Note: This is part two of a two-part series on the Medicaid program. You can read part one here.
In the first part of this two-part research update about Medicaid, I discussed the current state of Medicaid. Spending and enrollment are at all-time highs, and cost projections for the future show a steady increase of year-over-year costs for the program. In addition, recent research has shown that serious issues are plaguing Medicaid, which leads many to question the current integrity of the program. Namely, improper payments and ineligible enrollment threaten the viability of the program.
Medicaid was designed to be a public health insurance program for those most in need. Obamacare’s Medicaid expansion dramatically changed the scope of the program to include able-bodied, working-age adults. As I discussed in part one, the Obama administration was complicit in ignoring the improper enrollment in Medicaid following the implementation of Obamacare. This has led to states enrolling massive numbers of eligible adults and a subsequent spike in the amount of improper Medicaid patients.
This research update will examine one of the structural flaws in Medicaid that makes improper payments so prevalent. Also, this piece will consider one possible solution to the problems in Medicaid: block grants.
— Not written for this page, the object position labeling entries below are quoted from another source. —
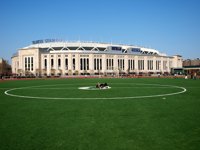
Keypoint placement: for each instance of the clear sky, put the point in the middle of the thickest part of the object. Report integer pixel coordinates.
(170, 26)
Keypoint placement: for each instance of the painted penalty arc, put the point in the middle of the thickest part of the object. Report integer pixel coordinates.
(183, 90)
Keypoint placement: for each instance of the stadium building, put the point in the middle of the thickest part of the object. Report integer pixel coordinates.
(54, 57)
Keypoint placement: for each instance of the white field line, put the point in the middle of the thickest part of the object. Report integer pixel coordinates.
(7, 92)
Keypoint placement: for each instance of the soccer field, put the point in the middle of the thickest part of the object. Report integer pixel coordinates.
(141, 114)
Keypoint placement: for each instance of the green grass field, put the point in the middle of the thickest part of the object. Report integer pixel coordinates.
(135, 114)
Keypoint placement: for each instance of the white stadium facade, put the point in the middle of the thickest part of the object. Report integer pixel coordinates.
(62, 58)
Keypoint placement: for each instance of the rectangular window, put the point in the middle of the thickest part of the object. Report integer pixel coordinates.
(59, 63)
(32, 63)
(52, 63)
(45, 63)
(74, 65)
(66, 64)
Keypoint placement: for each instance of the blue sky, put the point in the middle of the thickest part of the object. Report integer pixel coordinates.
(170, 26)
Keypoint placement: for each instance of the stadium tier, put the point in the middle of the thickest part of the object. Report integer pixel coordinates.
(55, 57)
Medicaid’s Flawed Reimbursement Structure
The primary flaw in Medicaid is its financing structure. Medicaid is jointly paid for by the federal and state governments. For every dollar a state spends, the federal government contributes a percentage of that dollar. There exists minimal incentive for states to cut costs or crack down on fraud when overall federal match rates are based on how much a state spends in total. North Carolina currently receives 67 percent of Medicaid funding from the federal government.
Consider this example from Avik Roy’s book, How Medicaid Fails the Poor in which he describes a state which receives a 60 percent matching rate from the federal government:
That means that for every dollar a state spends on its Medicaid program, the federal government will kick in an additional $1.50. It’s not every day that a state politician gets to spend one dollar of his constituent’s money and gain credit for spending nearly $2.50 in return. But that’s how Medicaid works. As a result, irresponsible officials in many states have ratcheted up their Medicaid spending, knowing that taxpayers in other states will be forced to foot a good chunk of the bill.
This gives states little incentive to try to moderate spending. Why would any elected official want to publicly advocate for fewer dollars flowing from the federal government to the state? Medicaid’s open-ended enrollment means that as long as someone qualifies for Medicaid, they should receive benefits without any cap on state or federal spending.
Furthermore, the open-ended financing structure of Medicaid also makes it easily susceptible to fraud. This usually manifests itself in the form of a fraudulent provider improperly billing the state Medicaid program for services not rendered. As the authors of the book Overcharged describe it, regulatory oversight of Medicaid becomes a game of whack-a-mole for law enforcement. As one fraudulent operation is shut down and individuals are held accountable, two more pop up.
Block Grants May Be the Solution
So, how might a state try to eliminate improper payments and improper eligibility in Medicaid? One possible solution may be to transition to Medicaid block grants. Tennessee is already moving forward with a block-grant-like plan.
A Medicaid block grant would segment each state’s Medicaid assistance funds into an individual lump sum given directly to each state. This would change the way Medicaid is funded from the open-ended matching rate to a pre-determined amount based on a state’s per capita income and enrollment.
Medicaid block grants would bring a number of beneficial outcomes for states and the federal government. First, states would have more control and flexibility over how their Medicaid dollars are spent. Many federal restrictions currently used in Medicaid limit the access to and participation of providers. Second, states could offer plans that are more tailored to the individual health needs of Medicaid patients. For example, states could use a prepaid debit card for individuals to pay for direct primary care or other direct health care. Third, states and the federal government would have much more oversight and budget predictability in Medicaid if the federal government were to transition to block grants.
While the federal government has floated the idea in the past, the proposal has never gained any serious traction. However, Tennessee has become the first state to apply for a Medicaid block grant waiver on their own. The Tennessee Medicaid Director Gabe Roberts explains:
This isn’t a traditional block grant. We are calling it a modified approach. Tennessee Gov. Bill Lee has been a fan of the block grant idea for a while but also cares deeply about making sure that any approach isn’t going to reduce enrollment or services or people that we serve. A state law passed this year instructing our administration to file a block grant waiver that would have a floor for federal dollars coming. So if enrollment fell, the money wouldn’t decrease. But if enrollment increased, the amount of federal payments would be indexed to account for that.
Medicaid block grants would represent a major shift in how this country pays for health insurance for low-income and disabled individuals. However, given the problems discussed in parts one and two of this series, something dramatic must happen to restore integrity to Medicaid. For far too long, this country has ignored the fundamental flaws in Medicaid and continued to throw taxpayer money at improper payments and ineligible enrollees. Whether it is block grants or another major Medicaid reform, lawmakers at the state and federal level need to reconsider how Medicaid operates.